Literature DB >> 10516017

Polypyrimidine tract-binding protein binds to the complementary strand of the mouse hepatitis virus 3' untranslated region, thereby altering RNA conformation.

P Huang1, M M Lai.   

Abstract

Mouse hepatitis virus (MHV) RNA transcription is regulated mainly by the leader and intergenic (IG) sequences. However, a previous study has shown that the 3' untranslated region (3'-UTR) of the viral genome is also required for subgenomic mRNA transcription; deletion of nucleotides (nt) 270 to 305 from the 3'-UTR completely abolished subgenomic mRNA transcription without affecting minus-strand RNA synthesis (Y.-J. Lin, X. Zhang, R.-C. Wu, and M. M. C. Lai, J. Virol. 70:7236-7240, 1996), suggesting that the 3'-UTR affects positive-strand RNA synthesis. In this study, by UV-cross-linking experiments, we found that several cellular proteins bind specifically to the minus-strand 350 nucleotides complementary to the 3'-UTR of the viral genome. The major protein species, p55, was identified as the polypyrimidine tract-binding protein (PTB, also known as heterogeneous nuclear RNP I) by immunoprecipitation of the UV-cross-linked protein and binding of the recombinant PTB. A strong PTB-binding site was mapped to nt 53 to 149, and another weak binding site was mapped to nt 270 to 307 on the complementary strand of the 3'-UTR (c3'-UTR). Partial substitutions of the PTB-binding nucleotides reduced PTB binding in vitro. Furthermore, defective interfering (DI) RNAs harboring these mutations showed a substantially reduced ability to synthesize subgenomic mRNA. By enzymatic and chemical probing, we found that PTB binding to nt 53 to 149 caused a conformational change in the neighboring RNA region.

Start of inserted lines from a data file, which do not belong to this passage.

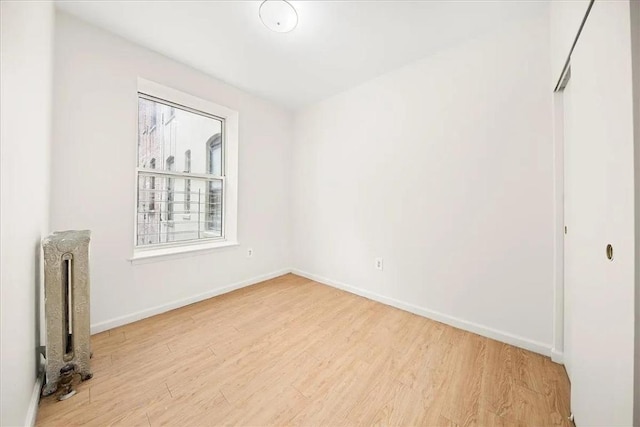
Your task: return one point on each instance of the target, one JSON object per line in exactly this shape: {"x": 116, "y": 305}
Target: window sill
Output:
{"x": 141, "y": 256}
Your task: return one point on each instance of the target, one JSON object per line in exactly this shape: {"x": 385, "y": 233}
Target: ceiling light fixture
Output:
{"x": 278, "y": 15}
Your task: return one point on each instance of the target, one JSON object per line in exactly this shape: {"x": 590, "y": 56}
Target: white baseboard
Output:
{"x": 129, "y": 318}
{"x": 557, "y": 356}
{"x": 32, "y": 410}
{"x": 456, "y": 322}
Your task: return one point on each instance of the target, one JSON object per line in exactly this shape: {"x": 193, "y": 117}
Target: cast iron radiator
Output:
{"x": 66, "y": 293}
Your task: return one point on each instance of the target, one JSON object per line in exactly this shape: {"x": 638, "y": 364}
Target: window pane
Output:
{"x": 168, "y": 132}
{"x": 172, "y": 209}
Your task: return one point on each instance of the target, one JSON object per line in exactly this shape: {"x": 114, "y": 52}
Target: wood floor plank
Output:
{"x": 290, "y": 351}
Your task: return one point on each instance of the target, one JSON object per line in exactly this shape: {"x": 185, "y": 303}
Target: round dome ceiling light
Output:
{"x": 278, "y": 15}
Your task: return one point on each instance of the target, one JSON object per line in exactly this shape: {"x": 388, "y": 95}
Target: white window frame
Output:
{"x": 229, "y": 168}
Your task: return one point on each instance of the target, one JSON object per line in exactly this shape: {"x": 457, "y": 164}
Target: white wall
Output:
{"x": 94, "y": 158}
{"x": 445, "y": 169}
{"x": 566, "y": 17}
{"x": 635, "y": 58}
{"x": 25, "y": 96}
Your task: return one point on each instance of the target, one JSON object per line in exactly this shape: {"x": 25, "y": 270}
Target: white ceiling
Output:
{"x": 337, "y": 44}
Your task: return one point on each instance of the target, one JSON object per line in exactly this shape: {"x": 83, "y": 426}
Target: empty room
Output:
{"x": 320, "y": 213}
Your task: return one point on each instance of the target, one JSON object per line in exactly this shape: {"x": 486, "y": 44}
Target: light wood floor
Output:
{"x": 290, "y": 351}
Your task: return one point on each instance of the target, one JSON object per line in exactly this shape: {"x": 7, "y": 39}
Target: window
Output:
{"x": 152, "y": 187}
{"x": 187, "y": 182}
{"x": 196, "y": 205}
{"x": 170, "y": 196}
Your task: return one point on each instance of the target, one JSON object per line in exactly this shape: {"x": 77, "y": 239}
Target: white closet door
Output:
{"x": 599, "y": 191}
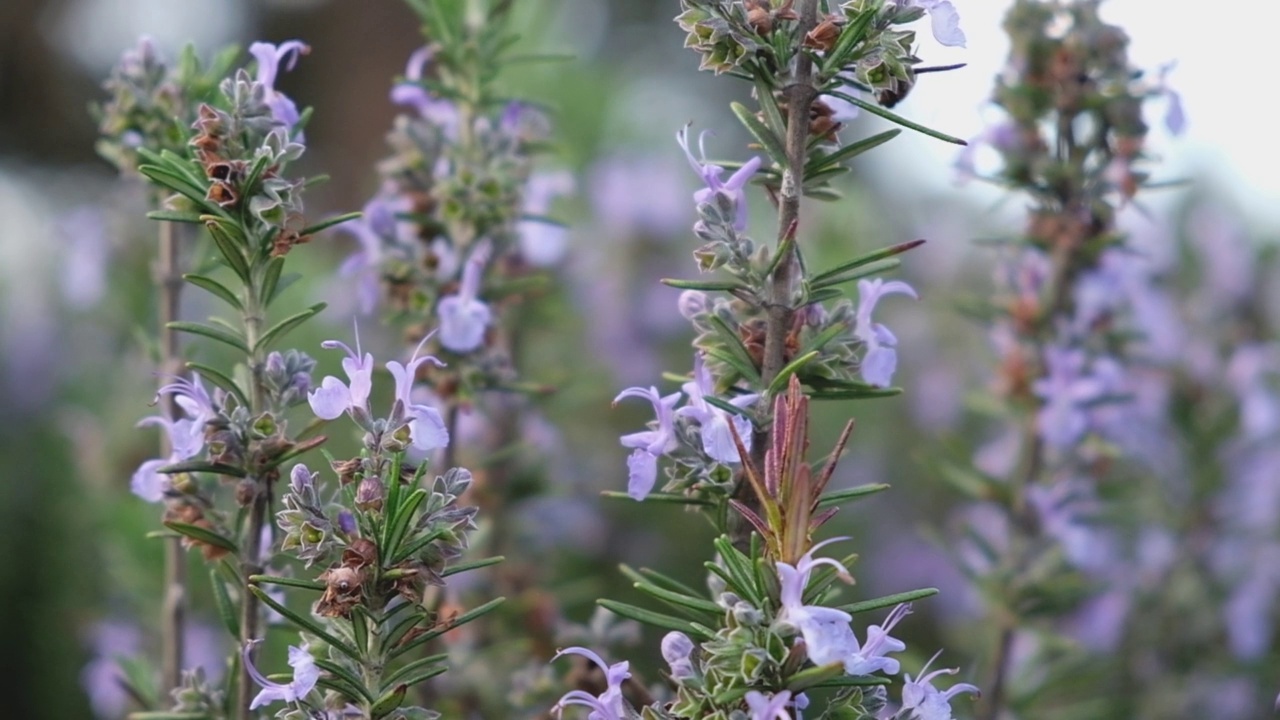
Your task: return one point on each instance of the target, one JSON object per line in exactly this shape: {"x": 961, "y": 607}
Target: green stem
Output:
{"x": 173, "y": 610}
{"x": 778, "y": 313}
{"x": 251, "y": 547}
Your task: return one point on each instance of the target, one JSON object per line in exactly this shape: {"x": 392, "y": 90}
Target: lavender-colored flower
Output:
{"x": 944, "y": 21}
{"x": 768, "y": 707}
{"x": 186, "y": 438}
{"x": 426, "y": 427}
{"x": 1175, "y": 118}
{"x": 101, "y": 675}
{"x": 464, "y": 317}
{"x": 334, "y": 397}
{"x": 714, "y": 423}
{"x": 677, "y": 650}
{"x": 927, "y": 702}
{"x": 435, "y": 110}
{"x": 735, "y": 186}
{"x": 881, "y": 359}
{"x": 826, "y": 630}
{"x": 649, "y": 445}
{"x": 305, "y": 677}
{"x": 543, "y": 242}
{"x": 269, "y": 58}
{"x": 1065, "y": 390}
{"x": 609, "y": 703}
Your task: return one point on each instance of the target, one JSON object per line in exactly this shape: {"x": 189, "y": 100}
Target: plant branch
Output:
{"x": 800, "y": 95}
{"x": 173, "y": 611}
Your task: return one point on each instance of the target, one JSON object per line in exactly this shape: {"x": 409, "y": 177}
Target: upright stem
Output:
{"x": 173, "y": 611}
{"x": 778, "y": 314}
{"x": 251, "y": 548}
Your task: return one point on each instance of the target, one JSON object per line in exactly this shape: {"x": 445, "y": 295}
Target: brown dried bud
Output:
{"x": 246, "y": 491}
{"x": 824, "y": 36}
{"x": 343, "y": 591}
{"x": 360, "y": 554}
{"x": 346, "y": 470}
{"x": 369, "y": 495}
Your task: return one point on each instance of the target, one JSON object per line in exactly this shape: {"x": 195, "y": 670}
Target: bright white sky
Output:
{"x": 1225, "y": 73}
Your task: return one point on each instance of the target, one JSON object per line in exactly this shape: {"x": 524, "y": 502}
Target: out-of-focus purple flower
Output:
{"x": 677, "y": 650}
{"x": 735, "y": 186}
{"x": 101, "y": 675}
{"x": 435, "y": 110}
{"x": 464, "y": 317}
{"x": 826, "y": 632}
{"x": 649, "y": 445}
{"x": 1065, "y": 390}
{"x": 927, "y": 702}
{"x": 543, "y": 242}
{"x": 714, "y": 423}
{"x": 334, "y": 397}
{"x": 186, "y": 438}
{"x": 378, "y": 227}
{"x": 269, "y": 59}
{"x": 944, "y": 19}
{"x": 85, "y": 258}
{"x": 641, "y": 194}
{"x": 1247, "y": 374}
{"x": 880, "y": 360}
{"x": 609, "y": 703}
{"x": 306, "y": 674}
{"x": 768, "y": 707}
{"x": 426, "y": 427}
{"x": 205, "y": 647}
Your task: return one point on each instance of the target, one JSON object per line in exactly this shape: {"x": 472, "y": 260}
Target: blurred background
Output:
{"x": 76, "y": 308}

Partial deletions within the PTB-binding sequence completely abolished the PTB-induced conformational change in the mutant RNA even when the RNA retained partial PTB-binding activity. Correspondingly, the MHV DI RNAs containing these deletions completely lost their ability to transcribe mRNAs. Thus, the conformational change in the c3'-UTR caused by PTB binding may play a role in mRNA transcription.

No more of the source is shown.